En este panorama, parecería imposible vivir del trabajo artístico y cultural. En Ecuador, muy pocos artistas y gestores viven de su profesión, tienen que volver compatible su oficio con otras actividades para poder subsistir o incluso subsidiar su propio trabajo artístico. ¿Los artistas y gestores pueden vivir de actividades enmarcadas dentro de «lo cultural»? ¿Eso es posible? ¿Qué pasa en España en este sentido?
Hemos llamado sector a algo que en términos económicos no lo es y en términos laborales tampoco. No sé hasta qué punto debemos llamar sector a esto que tenemos o empezar a llamarlo «las empresas ficción». ¿Por qué? Porque, efectivamente, toman la forma de una empresa, pero no tienen la capacidad de crear riqueza y empleo. Cifras exactas del Estado español de este año: solo el 15% de los artistas visuales puede vivir de su práctica artística; en las escénicas, es el 9%. La media de la gente de la danza en el Estado español es 600 euros mensuales; si el sueldo mínimo es de 800 euros y un poco más, la danza está 200 euros por debajo. Cualquier proyecto de desarrollo y creación de empleo a través de la cultura, debería explicar estos números. Frente a este panorama, decirle a la gente que arriesgue capital y recursos para crear una empresa e intente vivir de esto, creo que es un mensaje irresponsable.
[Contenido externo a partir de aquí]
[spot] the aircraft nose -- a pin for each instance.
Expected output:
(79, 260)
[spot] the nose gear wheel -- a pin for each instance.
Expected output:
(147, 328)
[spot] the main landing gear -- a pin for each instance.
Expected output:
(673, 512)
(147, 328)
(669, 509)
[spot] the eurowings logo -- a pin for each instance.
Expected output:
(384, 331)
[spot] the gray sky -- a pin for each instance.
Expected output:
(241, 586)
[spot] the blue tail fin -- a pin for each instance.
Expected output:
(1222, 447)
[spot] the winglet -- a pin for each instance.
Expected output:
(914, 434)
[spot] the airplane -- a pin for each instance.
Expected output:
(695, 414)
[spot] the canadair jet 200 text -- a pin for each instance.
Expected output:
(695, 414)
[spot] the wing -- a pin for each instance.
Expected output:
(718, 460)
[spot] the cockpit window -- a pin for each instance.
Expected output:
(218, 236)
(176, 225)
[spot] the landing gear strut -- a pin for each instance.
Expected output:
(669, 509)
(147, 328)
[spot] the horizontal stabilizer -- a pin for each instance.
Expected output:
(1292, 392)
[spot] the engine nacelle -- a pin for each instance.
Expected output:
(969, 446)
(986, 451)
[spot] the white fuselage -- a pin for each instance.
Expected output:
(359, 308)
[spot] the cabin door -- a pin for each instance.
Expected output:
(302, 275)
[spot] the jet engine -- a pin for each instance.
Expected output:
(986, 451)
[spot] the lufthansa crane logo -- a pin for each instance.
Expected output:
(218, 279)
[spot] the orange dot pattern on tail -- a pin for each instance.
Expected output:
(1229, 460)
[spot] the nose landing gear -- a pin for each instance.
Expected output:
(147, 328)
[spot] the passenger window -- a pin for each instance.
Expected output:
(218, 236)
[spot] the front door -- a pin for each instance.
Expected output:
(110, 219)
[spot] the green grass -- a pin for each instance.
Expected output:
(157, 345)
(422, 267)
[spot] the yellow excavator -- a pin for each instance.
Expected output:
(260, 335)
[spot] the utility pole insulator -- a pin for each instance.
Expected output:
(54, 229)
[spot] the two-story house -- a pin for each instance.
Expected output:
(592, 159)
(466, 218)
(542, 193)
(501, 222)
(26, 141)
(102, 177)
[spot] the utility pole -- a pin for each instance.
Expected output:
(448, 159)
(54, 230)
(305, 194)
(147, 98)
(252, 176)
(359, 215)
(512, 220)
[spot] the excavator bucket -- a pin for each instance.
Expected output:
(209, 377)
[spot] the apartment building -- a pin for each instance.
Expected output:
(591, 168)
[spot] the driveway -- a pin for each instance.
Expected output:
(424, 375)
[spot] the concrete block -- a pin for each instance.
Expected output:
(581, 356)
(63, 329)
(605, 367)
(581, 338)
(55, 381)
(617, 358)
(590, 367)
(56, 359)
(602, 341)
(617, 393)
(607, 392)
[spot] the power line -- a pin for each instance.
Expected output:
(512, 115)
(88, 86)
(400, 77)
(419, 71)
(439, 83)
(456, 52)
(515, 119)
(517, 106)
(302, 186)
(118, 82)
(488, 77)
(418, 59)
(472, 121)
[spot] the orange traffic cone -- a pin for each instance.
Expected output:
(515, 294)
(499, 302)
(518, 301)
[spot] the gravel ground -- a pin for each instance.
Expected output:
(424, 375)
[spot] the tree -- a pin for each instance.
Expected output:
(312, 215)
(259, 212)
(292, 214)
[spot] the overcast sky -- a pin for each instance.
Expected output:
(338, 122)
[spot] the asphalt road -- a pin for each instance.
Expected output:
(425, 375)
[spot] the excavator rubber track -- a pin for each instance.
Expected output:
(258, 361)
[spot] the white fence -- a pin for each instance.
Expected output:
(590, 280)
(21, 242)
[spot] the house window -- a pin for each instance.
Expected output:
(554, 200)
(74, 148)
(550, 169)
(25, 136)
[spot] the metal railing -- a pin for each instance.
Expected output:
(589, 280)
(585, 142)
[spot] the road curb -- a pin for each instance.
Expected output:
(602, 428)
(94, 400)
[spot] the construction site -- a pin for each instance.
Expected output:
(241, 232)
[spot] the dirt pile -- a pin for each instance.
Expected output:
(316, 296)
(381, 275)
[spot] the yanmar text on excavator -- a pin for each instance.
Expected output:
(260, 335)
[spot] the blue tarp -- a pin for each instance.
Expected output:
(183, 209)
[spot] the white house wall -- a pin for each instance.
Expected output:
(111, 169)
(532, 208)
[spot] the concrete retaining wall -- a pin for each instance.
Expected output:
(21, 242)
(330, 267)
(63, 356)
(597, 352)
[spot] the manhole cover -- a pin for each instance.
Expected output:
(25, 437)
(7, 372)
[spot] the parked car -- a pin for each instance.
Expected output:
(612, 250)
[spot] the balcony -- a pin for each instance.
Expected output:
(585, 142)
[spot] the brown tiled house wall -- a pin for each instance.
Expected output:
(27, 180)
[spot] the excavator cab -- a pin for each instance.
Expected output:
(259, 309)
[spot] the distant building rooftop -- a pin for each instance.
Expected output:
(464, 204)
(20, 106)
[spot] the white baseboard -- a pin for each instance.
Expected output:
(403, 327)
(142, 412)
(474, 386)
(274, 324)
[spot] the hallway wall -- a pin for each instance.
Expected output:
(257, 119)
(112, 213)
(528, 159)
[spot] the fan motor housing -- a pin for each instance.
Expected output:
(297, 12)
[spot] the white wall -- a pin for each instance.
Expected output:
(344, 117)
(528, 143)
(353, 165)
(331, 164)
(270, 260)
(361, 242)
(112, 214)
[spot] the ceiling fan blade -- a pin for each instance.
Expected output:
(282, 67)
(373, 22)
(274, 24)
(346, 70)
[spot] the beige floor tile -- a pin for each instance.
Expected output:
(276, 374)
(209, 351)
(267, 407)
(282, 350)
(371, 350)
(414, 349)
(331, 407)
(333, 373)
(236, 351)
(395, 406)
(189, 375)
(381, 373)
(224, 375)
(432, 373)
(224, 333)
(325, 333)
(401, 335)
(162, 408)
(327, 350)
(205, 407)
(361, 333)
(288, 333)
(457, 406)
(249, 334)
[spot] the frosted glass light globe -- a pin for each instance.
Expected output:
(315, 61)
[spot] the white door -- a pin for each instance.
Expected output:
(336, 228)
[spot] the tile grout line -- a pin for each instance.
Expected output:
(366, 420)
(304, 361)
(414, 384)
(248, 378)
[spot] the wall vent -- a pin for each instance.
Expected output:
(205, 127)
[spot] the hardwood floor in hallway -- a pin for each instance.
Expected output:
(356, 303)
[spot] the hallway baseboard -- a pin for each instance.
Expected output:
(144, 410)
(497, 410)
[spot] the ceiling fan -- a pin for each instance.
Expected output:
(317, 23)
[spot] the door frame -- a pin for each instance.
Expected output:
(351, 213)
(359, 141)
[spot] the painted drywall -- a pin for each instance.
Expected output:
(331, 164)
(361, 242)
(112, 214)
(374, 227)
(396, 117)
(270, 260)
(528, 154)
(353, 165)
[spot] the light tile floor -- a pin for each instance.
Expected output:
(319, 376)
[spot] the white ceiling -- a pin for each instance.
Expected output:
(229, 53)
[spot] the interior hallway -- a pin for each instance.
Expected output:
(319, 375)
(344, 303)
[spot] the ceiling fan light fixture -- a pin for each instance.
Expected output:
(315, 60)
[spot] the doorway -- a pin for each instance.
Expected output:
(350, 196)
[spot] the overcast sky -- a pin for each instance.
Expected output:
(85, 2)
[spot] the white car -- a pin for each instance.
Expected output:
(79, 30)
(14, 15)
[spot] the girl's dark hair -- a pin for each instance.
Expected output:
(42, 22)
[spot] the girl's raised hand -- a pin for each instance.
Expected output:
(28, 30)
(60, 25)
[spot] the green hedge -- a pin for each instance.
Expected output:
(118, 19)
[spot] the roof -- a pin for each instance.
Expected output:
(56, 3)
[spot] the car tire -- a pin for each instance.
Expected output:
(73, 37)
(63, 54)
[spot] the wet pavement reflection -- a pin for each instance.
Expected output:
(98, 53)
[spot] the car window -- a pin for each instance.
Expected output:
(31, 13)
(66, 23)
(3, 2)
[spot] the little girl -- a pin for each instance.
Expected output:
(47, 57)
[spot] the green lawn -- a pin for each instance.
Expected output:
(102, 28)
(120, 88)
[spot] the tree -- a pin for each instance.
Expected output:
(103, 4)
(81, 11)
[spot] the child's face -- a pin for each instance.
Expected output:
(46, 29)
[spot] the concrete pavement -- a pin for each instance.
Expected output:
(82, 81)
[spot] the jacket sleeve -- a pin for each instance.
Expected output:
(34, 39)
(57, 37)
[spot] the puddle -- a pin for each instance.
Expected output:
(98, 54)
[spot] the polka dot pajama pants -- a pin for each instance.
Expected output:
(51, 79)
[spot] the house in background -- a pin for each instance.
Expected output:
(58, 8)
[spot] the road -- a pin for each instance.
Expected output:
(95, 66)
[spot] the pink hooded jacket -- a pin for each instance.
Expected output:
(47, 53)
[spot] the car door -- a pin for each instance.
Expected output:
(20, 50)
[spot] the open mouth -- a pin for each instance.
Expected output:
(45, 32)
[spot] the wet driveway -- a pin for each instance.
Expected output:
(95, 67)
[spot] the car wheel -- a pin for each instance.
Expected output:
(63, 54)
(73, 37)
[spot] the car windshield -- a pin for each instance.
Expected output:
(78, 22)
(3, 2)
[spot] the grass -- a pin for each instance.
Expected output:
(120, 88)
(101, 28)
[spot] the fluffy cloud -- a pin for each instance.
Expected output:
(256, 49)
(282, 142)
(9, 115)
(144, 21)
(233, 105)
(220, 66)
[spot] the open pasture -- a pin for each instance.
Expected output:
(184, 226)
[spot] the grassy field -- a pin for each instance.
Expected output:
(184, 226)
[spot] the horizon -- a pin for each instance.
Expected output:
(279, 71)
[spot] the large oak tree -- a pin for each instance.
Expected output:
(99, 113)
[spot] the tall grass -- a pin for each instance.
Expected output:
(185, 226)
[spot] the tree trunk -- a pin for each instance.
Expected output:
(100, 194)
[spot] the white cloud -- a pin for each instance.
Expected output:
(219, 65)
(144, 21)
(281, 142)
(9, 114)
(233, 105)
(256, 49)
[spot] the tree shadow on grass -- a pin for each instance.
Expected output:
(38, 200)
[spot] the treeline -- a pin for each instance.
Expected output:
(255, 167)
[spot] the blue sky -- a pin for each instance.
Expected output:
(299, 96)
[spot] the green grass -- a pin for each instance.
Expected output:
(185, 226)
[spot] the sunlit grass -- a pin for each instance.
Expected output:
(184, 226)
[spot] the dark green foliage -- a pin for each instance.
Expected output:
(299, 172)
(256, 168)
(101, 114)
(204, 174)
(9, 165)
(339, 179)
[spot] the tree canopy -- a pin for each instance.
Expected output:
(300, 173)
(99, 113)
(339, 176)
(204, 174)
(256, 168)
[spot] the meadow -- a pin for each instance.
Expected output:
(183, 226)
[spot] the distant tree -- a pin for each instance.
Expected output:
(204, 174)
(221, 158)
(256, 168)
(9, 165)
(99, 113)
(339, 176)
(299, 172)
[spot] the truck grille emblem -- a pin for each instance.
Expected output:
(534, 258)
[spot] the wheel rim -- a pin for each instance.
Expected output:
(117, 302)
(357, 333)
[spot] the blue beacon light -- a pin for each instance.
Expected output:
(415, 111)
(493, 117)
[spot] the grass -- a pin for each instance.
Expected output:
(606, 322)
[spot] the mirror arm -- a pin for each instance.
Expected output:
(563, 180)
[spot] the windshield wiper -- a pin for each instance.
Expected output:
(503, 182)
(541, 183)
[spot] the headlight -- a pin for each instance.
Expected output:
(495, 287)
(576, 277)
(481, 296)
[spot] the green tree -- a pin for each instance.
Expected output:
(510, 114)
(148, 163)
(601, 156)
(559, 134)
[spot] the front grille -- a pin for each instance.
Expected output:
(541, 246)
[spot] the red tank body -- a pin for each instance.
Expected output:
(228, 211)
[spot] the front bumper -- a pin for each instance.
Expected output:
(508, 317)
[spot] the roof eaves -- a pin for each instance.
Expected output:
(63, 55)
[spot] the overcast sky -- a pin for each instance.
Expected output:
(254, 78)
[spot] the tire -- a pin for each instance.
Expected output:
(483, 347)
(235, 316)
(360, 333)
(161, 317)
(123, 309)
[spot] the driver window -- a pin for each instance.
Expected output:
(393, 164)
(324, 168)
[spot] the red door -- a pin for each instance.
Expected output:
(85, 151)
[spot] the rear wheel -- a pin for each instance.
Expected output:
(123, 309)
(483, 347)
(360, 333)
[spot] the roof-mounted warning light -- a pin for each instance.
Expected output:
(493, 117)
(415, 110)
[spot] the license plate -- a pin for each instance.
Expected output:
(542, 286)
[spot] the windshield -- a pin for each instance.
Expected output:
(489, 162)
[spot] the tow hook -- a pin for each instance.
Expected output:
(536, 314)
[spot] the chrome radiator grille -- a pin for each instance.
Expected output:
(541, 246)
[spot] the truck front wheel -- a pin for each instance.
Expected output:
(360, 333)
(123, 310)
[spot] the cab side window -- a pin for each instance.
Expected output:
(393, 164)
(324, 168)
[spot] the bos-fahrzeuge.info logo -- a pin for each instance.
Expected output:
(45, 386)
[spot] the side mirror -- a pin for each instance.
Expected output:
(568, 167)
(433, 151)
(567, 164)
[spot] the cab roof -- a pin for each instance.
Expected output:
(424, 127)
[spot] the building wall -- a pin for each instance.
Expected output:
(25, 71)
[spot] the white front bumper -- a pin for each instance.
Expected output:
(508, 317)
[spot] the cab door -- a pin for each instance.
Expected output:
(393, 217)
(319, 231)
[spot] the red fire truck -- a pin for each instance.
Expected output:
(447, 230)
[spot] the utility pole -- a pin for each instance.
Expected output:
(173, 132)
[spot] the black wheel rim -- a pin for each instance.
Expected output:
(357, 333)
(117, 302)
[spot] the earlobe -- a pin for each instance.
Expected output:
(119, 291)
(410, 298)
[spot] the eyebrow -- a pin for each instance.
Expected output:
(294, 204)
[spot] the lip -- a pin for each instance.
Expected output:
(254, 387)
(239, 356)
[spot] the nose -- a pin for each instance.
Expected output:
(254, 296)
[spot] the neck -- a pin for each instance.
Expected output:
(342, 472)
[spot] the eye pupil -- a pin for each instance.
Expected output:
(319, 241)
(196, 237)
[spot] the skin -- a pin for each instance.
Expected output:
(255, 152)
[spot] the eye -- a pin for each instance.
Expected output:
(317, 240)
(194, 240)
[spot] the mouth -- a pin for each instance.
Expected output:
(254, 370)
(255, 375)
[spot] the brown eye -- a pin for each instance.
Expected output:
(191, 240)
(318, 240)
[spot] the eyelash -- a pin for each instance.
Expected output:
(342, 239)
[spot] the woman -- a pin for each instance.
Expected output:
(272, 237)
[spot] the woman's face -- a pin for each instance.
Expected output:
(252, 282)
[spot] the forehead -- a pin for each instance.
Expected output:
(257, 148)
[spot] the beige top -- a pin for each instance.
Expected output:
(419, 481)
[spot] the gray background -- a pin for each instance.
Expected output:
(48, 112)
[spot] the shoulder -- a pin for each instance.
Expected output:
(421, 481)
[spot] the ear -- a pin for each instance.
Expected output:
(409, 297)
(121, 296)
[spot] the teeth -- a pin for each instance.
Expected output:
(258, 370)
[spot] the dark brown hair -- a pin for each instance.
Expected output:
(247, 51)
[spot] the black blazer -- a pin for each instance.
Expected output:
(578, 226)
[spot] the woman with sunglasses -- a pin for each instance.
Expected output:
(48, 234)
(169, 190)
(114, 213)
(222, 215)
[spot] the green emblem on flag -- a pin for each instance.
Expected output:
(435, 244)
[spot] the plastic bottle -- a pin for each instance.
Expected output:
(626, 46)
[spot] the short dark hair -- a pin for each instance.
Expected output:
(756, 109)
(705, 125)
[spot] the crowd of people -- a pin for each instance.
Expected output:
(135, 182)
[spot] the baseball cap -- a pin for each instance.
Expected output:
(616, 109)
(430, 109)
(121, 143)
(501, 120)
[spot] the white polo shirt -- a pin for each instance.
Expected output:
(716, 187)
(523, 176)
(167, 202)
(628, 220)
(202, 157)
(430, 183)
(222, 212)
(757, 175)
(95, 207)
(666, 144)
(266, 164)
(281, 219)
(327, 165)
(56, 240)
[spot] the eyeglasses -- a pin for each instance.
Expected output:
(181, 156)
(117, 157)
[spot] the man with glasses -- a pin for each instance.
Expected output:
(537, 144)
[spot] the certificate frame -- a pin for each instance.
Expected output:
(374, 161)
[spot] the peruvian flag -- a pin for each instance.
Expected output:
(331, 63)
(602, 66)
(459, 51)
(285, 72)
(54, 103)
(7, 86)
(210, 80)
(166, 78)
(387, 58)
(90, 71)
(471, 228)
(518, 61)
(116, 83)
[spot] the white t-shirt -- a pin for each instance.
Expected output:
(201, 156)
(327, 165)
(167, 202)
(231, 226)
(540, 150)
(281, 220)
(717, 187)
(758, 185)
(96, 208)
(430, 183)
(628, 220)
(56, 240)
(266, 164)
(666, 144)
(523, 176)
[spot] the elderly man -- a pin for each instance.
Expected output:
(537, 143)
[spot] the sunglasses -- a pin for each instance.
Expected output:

La idea de nombrar a nuestro taller como «artesanal» parecería ser un guiño a un tipo de trabajo y una forma política de entender la cultura.
Tienes razón: es un guiño. Se cree que hacer política cultural tiene que ser algo muy técnico, para expertos, y más bien, quería que pensáramos cómo construirlas «desde abajo», con muy pocas cosas, con materiales muy simples, con papeles, tijeras, algún dibujo. Creo que podemos sacar ideas adelante. Me gusta quitar esta parte más fría, impersonal y técnica, y trabajar las políticas culturales desde otros lugares.